Blear regarda l’arrière de sa maison avec effarement, déposant ses yeux sur l’une des fenêtres du premier étage. Elle entreprit une course effrénée jusqu’au bureau de son père, dans lequel elle entendit des voix s’élever. Quand elle entra, elle n’en crut pas ses yeux. John-Eric serait la main du Lord, puis celle de son père, sous les regards meurtriers de sa mère. Qu’avait-il bien pu dire pour qu’ils acceptent ? Le lord semblait particulièrement heureux d’avoir réuni deux amoureux de longue date.

- Milady, si j’avais su que votre cœur appartenait à cet homme, nous vous aurions épargné tant de formalités ! Une réunion entre âmes sœurs, que c’est romantique, s’exclama-t-il en joignant ses mains, les yeux pétillants qui n’allaient pas de pair avec son accoutrement strict.

- John ? Est-ce que tu peux m’expliquer ?

- Mon père me lègue son entreprise, me sourit-il doucement, ce qui signifie que j’hérite de toute sa fortune. Autant dire que j’ai le niveau et le grade nécessaire pour te soutenir et appartenir à cette famille…

- Mais et lui ? Pourquoi a-t-il fait ça ? Je ne comprends pas…

- Pour tenir une promesse et réaliser mon vœu le plus cher, celui de pouvoir me tenir aux côtés de la mère de mon enfant.

- Père, est-ce que vous êtes d’accord avec ça ?

- Bien sûr que je le suis, répondit-il des billets verts dans les yeux, n’est-ce pas que nous le sommes, chérie ?

- Je ne vois pas de raison de refuser, maintenant qu’il rentre dans les critères, répondit-elle amèrement du haut de ses talons aiguilles.

Blear émit un semblant de sanglot, sautant dans les bras de John-Eric quand celui-ci s’avança pour faire de même. Le serrant de toutes ses forces, elle n’arrêtait pas de lui murmurer le même mot à l’oreille.

- Merci, merci John, merci mille-fois ! Merci, sanglota-t-elle pendant qu’il la réconfortait.

- Je sais que je ne serais jamais l’élu de ton cœur, mais est-ce que tu te contenteras de moi ? demanda-t-il timidement.

- Oui, oui, c’est la plus belle chose que tu pouvais faire pour moi !

- Je ne suis pas le seul que tu devrais remercier, dit-il si bas qu’elle le regarda sans comprendre, pour le reprendre dans ses bras une nouvelle fois.

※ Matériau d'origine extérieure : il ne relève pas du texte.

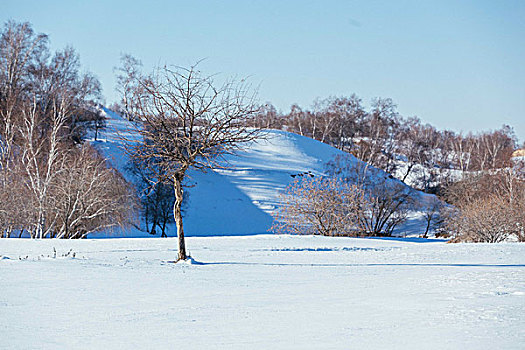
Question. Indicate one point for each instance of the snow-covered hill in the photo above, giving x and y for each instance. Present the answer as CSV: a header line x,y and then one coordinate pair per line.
x,y
240,199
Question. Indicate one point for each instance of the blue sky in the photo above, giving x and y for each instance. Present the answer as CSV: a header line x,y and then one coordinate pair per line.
x,y
458,65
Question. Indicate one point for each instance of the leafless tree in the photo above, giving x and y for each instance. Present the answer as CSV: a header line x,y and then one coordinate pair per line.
x,y
489,207
319,205
387,199
185,121
88,196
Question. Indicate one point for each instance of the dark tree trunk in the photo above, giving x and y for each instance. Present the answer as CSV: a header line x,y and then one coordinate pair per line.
x,y
177,214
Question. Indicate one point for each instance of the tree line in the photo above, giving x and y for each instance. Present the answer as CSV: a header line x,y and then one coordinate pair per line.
x,y
52,183
475,173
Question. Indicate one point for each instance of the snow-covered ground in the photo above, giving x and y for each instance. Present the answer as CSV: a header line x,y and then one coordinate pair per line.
x,y
261,292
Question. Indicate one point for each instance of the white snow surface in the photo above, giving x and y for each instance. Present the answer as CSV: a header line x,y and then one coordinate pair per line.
x,y
261,292
240,200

Nous fîmes tous assez heureux de cette nouvelle et de les voir s’afficher à l’école, bras dessus dessous, laissant leurs fils entre les mains de la gouvernante et du chauffeur. Billy se faisait conduire à l’école maternelle non loin de Saint-Clair. Beaucoup de voyages, pour l’avoir à leurs côtés. Pour eux, ça en valait la peine. Quand ils passèrent le portail, Blear le vit directement à l’autre bout de la cour, se redresser sur un banc, l’air malheureux. Elle serra le bras de John-Eric, puis le lâcha, fuyant du regard ce qu’elle redoutait tant. Elle n’avait pas connaissance de cette promesse que les deux amours de sa vie lui cachait. De loin, John-Eric lui lança un regard fier, prouvant qu’il avait tenu parole. Dossan, s’en mordit les lèvres et ferma les poings. Il savait qu’il s’agissait de la meilleure solution, mais les voir ensemble s’avérait insoutenable. N’arrivant pas à regarder le spectacle davantage, il fuit. Louis et moi, tentions de le retenir, mais il nous chassa d’un geste vif. J’eus la sensation, comme tous nos autres amis, en observant sa triste silhouette pleine de rancœur s’éloigner, qu’il s'était aventurer trop loin dans la douleur, pour que nous puissions le rattraper.